Pet Articles

Antibacterial Resistance

Antibacterial resistance is extremely topical. It seems as though over the last couple of years, we are hearing more and more about this in the news. But what does it mean and why do we care? Is this just some hoax that the media has thought up to scare us? The quick answer is no, it is not a hoax.

In fact antibacterial resistance affects you and it affects your pet. Antibacterial resistance is when individual bacteria develop the ability to survive (resist) when attacked by an antibacterial drug. This is a problem because as bacteria develop resistance, we are slowly losing treatment options. What happens when bacteria develop resistance to many types of drugs? The answer is that these bacterial infections will be harder to treat. These resistant bacteria are strong and resilient. They are called ‘superbugs’ for a reason.

What causes antibacterial resistance? Very often resistance is blamed on the generous use of antibacterial drugs in animals used for meat and in pets. But we can’t just blame the farmers or the veterinarians. Even in human medicine, we use far too many antibacterial drugs. This is because when antibacterial drugs were first discovered (like penicillin), we were never worried that there would be any consequences to prescribing them. In addition, antibacterial drugs were given more often than they were actually needed.

In a normal bacterial colony (a bunch of the same type of bacteria- like E. coli), there are only a few bacteria that are resistant to any given drug. When you treat bacteria with an antibacterial drug, only the resistant bacteria survive. These surviving bacteria then multiply and suddenly your entire bacterial colony is resistant! That is how superbugs (bacteria resistant to many antibacterial drugs) are created. But what does that mean for your pet? In veterinary schools across the world, students are being taught about the importance of antibacterial resistance. It is clear that veterinarians need to be careful about how often they prescribe antibacterial drugs, and must make sure that they choose the right drug that will kill all of the bacteria.

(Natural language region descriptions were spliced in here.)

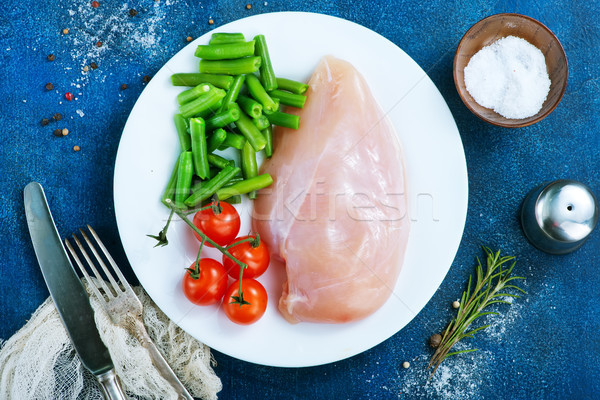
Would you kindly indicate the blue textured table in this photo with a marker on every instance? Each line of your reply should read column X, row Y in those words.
column 544, row 346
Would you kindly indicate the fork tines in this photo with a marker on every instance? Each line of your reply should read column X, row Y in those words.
column 116, row 289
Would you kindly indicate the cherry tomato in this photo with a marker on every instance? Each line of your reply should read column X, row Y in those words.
column 257, row 259
column 209, row 286
column 253, row 293
column 222, row 227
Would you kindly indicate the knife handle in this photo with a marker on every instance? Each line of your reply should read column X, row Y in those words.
column 159, row 361
column 111, row 387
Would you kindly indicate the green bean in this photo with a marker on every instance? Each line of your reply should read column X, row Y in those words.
column 185, row 172
column 249, row 166
column 210, row 187
column 171, row 186
column 289, row 99
column 233, row 92
column 210, row 110
column 283, row 119
column 199, row 147
column 250, row 106
column 291, row 86
column 259, row 93
column 202, row 104
column 196, row 78
column 233, row 140
column 267, row 76
column 219, row 161
column 215, row 140
column 261, row 122
column 181, row 126
column 268, row 134
column 234, row 180
column 245, row 186
column 188, row 95
column 225, row 37
column 246, row 65
column 226, row 51
column 251, row 132
column 223, row 118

This means that over the next 10 years or so, treatment of bacterial infections will begin to change. More veterinarians are going to be cautious about using certain drugs. Also, is has been recommended that some bacterial infections undergo ‘culture and sensitivity’ tests. For example, if your cat has a urinary tract infection, your veterinarian may take a urine sample and send it out to a laboratory to be cultured to determine what type of bacteria it is. This way, the bacteria will have sensitivity tests to determine what the best antibacterial drug will be to kill all of the bacteria. This kind of testing will not be used for all bacterial infections but it is important for us to understand that testing can become more expensive. Even though it is more expensive, this is an important step to help avoid creating more antibacterial resistance by treating bacterial infections as effectively as possible. How else does antibacterial resistance affect your pet? Your pet can be infected with one of these superbugs. Superbugs are hard to treat, and it takes longer to get rid of the infection (because the antibacterial drugs aren’t working). The longer your pet has the infection, the more damage the bacteria can do.

The issue of how to use antibacterial drugs in pets is still pretty new but concerns about antibacterial resistance are all around us. There are news stories about outbreaks of disease at hospitals and these are almost always superbugs. Also, the use of antibacterial drugs in meat animals has been controlled for a long time. Some antibacterial drugs are altogether banned and cannot be used in cows, pigs, chickens, etc. Organic, hormone-free, and drug-free meat is becoming more common as people become concerned about the over-use of antibacterial drugs in food animals.

Antibacterial resistance is definitely a complex problem. Resistance is here; it is all around us and it affects everyone. Don’t be surprised if you find that veterinarians are taking this problem seriously. Over time you may begin to see your veterinarian changing the way he/she treats bacterial diseases. With their help, we should be able to keep people and pets healthy, and keep superbugs at bay.